Investigating the Source of Track and Intensity Errors in Forecasts of Hurricane Joaquin Using the NASA GEOS-5 and Navy Coamps Adjoint Systems

Hurricane Joaquin was a powerful and costly category 4 hurricane that developed from an upper-level low over the western Atlantic in late September 2015. It initially moved southwest towards the Bahamas and then rapidly intensified before making a sharp `U-turn' back to a northeasterly trajectory. Few model forecasts gave an accurate prediction of the intensification and track, even at short lead times ahead of the main turn. This resulted in the National Hurricane Center issuing a forecast for landfall in the mid-Atlantic United States, while in reality the storm moved offshore. In this work we use the NASA GEOS-5 and Navy COAMPS adjoint models to investigate how errors in the initial conditions of the model could have contributed to the problematic forecasts. The adjoint allows for the backward in time propagation of sensitivity and reveals the regions where small errors in the initial conditions can have a significant impact on the storm track and intensity.
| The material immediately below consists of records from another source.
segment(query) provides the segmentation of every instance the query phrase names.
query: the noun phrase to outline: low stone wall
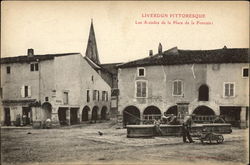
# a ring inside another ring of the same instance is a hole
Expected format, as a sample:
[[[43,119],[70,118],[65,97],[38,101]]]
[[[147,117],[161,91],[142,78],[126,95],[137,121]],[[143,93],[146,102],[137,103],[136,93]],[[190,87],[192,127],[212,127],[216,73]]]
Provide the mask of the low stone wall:
[[[160,125],[161,136],[181,136],[181,125]],[[231,124],[195,124],[191,128],[191,135],[197,136],[201,132],[214,132],[219,134],[232,133]],[[128,125],[127,137],[153,137],[157,135],[154,125]]]
[[[155,135],[154,125],[128,125],[127,137],[153,137]]]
We demonstrate the strong interaction between intensity and active steering winds using adjoint derived perturbations. It is shown that small changes even far to the east of the storm and at relatively low heights can completely alter the foretasted track by fairly minimal changes to the steering winds. This demonstrates the sometimes very large sensitivity to the steering environment and the need to produce accurate initial conditions at all scales. It has been hypothesized that intensification of Joaquin could have been facilitated by outflow from the east Pacific storm Marty. We use the adjoint to investigate this hypothesis by computing sensitivity to upper level potential temperature.